Vic seemed to consider him for a moment, and then he leaned forward across the table. In a low voice, the singer said, “I know that’s what you say, pallie, but you probably don’t realize that there are still some facts and figures from way back when rootin’ around inside these walls.”
“What?” Quark said. The idea that the station’s computer system still retained records of his Occupation-era transactions made his lobes go completely cold. “That’s all speculation,” Quark insisted, understanding that Vic knew otherwise. “I don’t want to hear that outside of this room.”
Vic raised his hands up in front of him, palms toward Quark. “Hey, nobody’ll hear it from me.”
Quark looked away, uncomfortable with where this conversation had gone, but at the same time wanting to hear the rest of what this hologram had to say. “What’s your point, anyway?” he asked.
“My point is, you’re always in here claimin’ to have this ideal of the Ferengi businessman that you wanna live up to, and yet you’re always doin’ somethin’ to mess that up.”
“Exactly,” Quark said. “So I’m an idiot.”
“Yeah, maybe,” Vic said. “Or maybe this image they gave you as a kid and that you’re always tryin’ to fulfill, maybe that’s not really what you want out of life.”
Quark reached up with both hands and rubbed at the bottoms of his lobes. His ears had gone numb. Me, not wanting to be a businessman?he thought, incredulous at the suggestion. Not wanting to be aFerengi businessman?The idea seemed preposterous on its face.
“Or maybe you just don’t know how to deal with gettin’ what you want,” Vic went on. “I knew a guy once who wanted more than anything to be a Major League baseball player.”
Baseball,Quark thought. Sisko’s game.
“This guy didn’t have all that much natural ability,” Vic continued, “but he worked his tail off to get through the farm system and make it to the bigs.” Quark had no idea what farms had to do with baseball, but then he had always been mystified by the sport. “So what does he do when he gets there? Drinks like a fish, carouses till dawn, stuff he’d never done before in his life.”
“Why?” Quark asked.
“Who knows why,” Vic said. “But he makes it to the Majors, and he’s only there for a cup of coffee before they ship him back down. Never makes it back up. So he got what he said he really wanted, and he threw it away as soon as he got it. So maybe he didn’t really want it, or maybe he didn’t know what to do with it once he did get it.”

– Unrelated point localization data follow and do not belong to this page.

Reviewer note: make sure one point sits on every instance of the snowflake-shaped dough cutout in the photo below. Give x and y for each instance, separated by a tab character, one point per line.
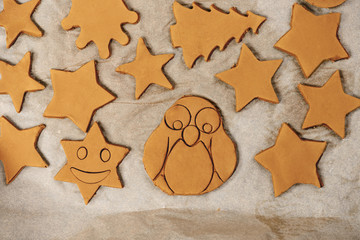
100	22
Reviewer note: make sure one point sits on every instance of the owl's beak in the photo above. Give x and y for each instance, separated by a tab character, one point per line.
191	135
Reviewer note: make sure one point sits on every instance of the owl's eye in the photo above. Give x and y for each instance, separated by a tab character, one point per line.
177	117
207	120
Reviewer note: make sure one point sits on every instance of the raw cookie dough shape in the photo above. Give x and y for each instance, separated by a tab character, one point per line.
329	105
18	148
312	39
16	19
147	69
292	160
16	81
100	22
77	95
199	32
326	3
251	78
189	153
92	163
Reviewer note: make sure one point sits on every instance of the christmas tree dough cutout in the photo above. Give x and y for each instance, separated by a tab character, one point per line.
16	19
329	105
77	95
18	148
92	163
251	78
292	160
312	39
16	81
190	153
326	3
147	69
199	32
100	22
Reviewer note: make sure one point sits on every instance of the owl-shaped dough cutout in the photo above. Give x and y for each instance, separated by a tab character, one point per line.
189	153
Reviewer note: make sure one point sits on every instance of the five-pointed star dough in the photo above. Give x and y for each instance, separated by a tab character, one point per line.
147	69
77	95
16	19
251	78
18	148
16	81
329	105
291	160
312	39
92	163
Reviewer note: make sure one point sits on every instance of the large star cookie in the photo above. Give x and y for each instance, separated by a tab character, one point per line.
77	95
251	78
16	19
312	39
291	160
147	69
92	163
18	148
16	81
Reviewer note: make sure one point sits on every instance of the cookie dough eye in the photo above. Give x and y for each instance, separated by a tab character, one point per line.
207	120
105	155
177	117
81	153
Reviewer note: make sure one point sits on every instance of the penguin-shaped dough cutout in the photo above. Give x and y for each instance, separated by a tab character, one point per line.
189	153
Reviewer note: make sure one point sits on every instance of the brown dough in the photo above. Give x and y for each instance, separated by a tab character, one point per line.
190	153
100	21
147	69
16	81
251	78
18	148
92	163
198	32
77	95
312	39
291	160
16	19
329	105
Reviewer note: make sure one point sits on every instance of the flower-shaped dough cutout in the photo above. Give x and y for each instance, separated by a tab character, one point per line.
100	22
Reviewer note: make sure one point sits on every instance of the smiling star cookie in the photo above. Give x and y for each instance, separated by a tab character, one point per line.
190	153
92	163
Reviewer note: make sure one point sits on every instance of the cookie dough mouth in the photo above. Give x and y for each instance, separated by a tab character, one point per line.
89	177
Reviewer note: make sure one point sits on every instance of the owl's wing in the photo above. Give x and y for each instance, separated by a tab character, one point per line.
155	151
224	154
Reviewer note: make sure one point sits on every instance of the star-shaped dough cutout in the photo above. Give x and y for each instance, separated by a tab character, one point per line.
329	105
16	19
92	163
251	78
147	69
312	39
18	148
292	160
16	81
77	95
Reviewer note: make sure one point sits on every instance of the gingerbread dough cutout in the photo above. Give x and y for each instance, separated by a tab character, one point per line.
77	95
329	105
92	163
292	160
326	3
190	153
312	39
251	78
18	148
147	69
199	32
16	81
100	22
16	19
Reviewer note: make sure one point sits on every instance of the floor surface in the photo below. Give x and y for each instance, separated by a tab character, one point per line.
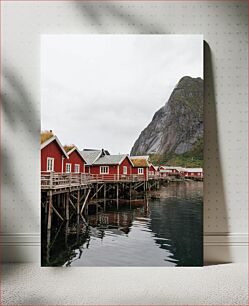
29	284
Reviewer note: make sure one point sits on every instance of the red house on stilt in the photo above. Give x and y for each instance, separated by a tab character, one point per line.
140	166
52	155
112	166
75	162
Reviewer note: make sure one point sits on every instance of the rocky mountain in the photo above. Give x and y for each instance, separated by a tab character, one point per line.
177	127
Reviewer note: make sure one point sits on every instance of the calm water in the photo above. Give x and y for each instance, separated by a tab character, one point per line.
165	230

Quark sat quietly for a moment, taking in what Vic had said. The words bothered him, and not because they were untrue. But he also did not know if he had the strength to face them. Finally, he said, “So what’s all that got to do with me?”
Vic tilted his head to the side and smiled. “Mr. Quark,” he said, “you’re not an idiot.” He paused, and then said, “You want to know what I think? I think business isn’t the only thing you’re worried about messin’ up these days.”
“What do you mean?” Quark asked, although he supposed he already knew the answer.
“What do I mean,” Vic said. “Black hair, nice figure, wrinkled nose…”
“Laren,” Quark said, his heart changing its beat at just the thought of her.
“Laren,” Vic agreed.
“I messed that up.”
“Doesn’t surprise me.” Vic grabbed his drink and drained it in one quick pull.
Quark grunted. “She probably wasn’t interested anyway.”